Disable built-in Windows Firewall as well?
And see if that helps?
Then you can of course re-enable things one-by-one and see what breaks it.

Netplwiz was the method I used for auto-login. It ran great with auto-login disabled for nearly a week, then I started to see some problems again—both roon core connection problems and Remote Desktop errors.

This morning I did another clean install of Windows, this time dropping back to Windows 7 ultimate. Instead of using my Microsoft ID to set it up, I just created a simple local admin user account, and I used Netplwiz to enable auto-login. I then proceeded to install drivers freshly downloaded from my motherboard manufacturer’s website, run a few of the kazillion updates Win7 needs these days, and turn on RDP so I could monitor progress from my laptop. When I tried to install Roon (full 64bit version: core, output, and control), Roon balked because my system didn’t have OpenGL 3.0–and recommended turning off RDP as a possible solution.

At this point, I had a bit of a “Eureka!” moment, thinking that maybe the issue is a conflict between Roon control, Remote Desktop, and my ancient embedded graphics processor. The machine I’m using for core was a desktop PC before I started transitioning it to a server only, so I had always just put the full version of Roon on it (including control). It occurred to me that everyone running headless, auto-login machines are probably running Roon Server (no control, no OpenGL required). I proceeded to point IE 8 to the Roon downloads page and install Roon Server only.

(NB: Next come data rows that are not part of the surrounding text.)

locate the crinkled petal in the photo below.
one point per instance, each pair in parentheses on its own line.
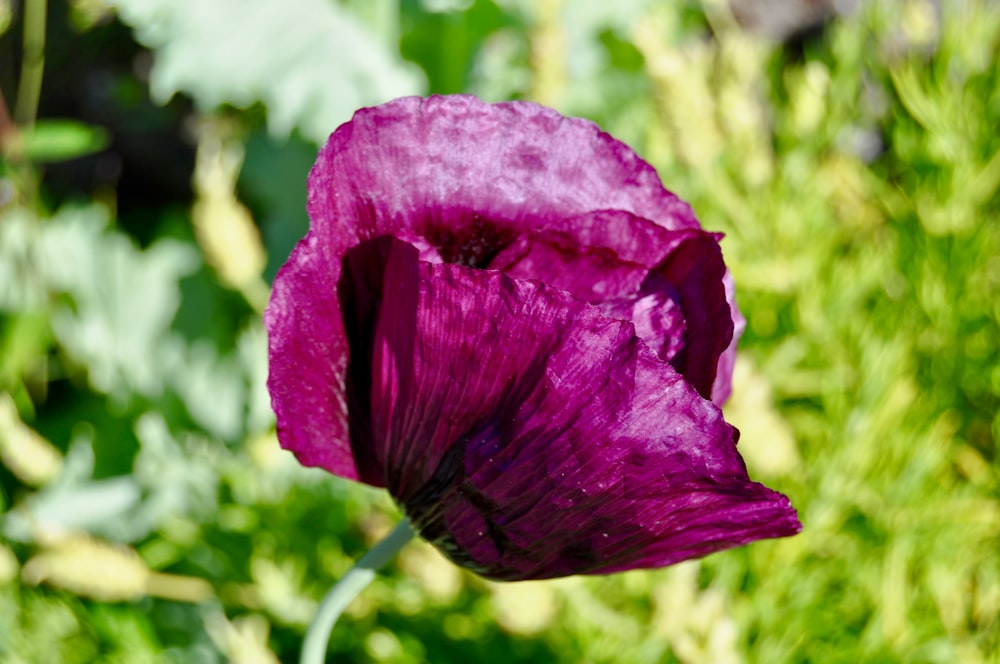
(530,436)
(470,176)
(308,356)
(727,361)
(676,297)
(459,178)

It has been working great so far today. A little slow, probably because those kazillion updates are still downloading and installing. Time will tell, but I hope just running Roon Server on a barebones Windows install will work. (The mystery still remains why turning on auto-login would instantly bring all these problems to the forefront, but if it’s solved, I’ll be happy.)

This is great!

Welp, here’s the latest chapter in this game of whack-a-mole:

My connection to the core ran perfectly all afternoon and evening yesterday. But when I got up this morning, no connection. Remote Desktop was unresponsive. I quickly figured out the sleep settings had kicked in, so I woke up the server PC and turned off the sleep setting. But I still could not connect to Roon core or Remote Desktop. Even after I rebooted the server PC. Sigh.

After my coffee kicked in, I started trying to think of anything I had changed that might be causing this problem to resurface. I had tried out numerous Roon endpoints over the last few days, but I happened to think of one that I had re-connected at some point yesterday: an old AirPort Express that I use as a Roon/AirPlay endpoint for an even older Bose radio in the bedroom. I unplugged the AirPort Express from power, and immediately, Roon remote connected and Remote Desktop started working again. Is this device the culprit all along? I still think the Roon control is too much for my old graphics card in the core, but maybe this device was interfering with network operations as well. Again, time will tell.

The combination of switching to Roon Server only and ditching the AirPort Express seems to have solved the problem. I even went back to Windows 10 Pro for the operating system and re-enabled auto-login. Wish me luck when I turn on OneDrive and resume backing up my music files!

Good luck!

Please also consider backing up to a NAS. Might be a better and faster option.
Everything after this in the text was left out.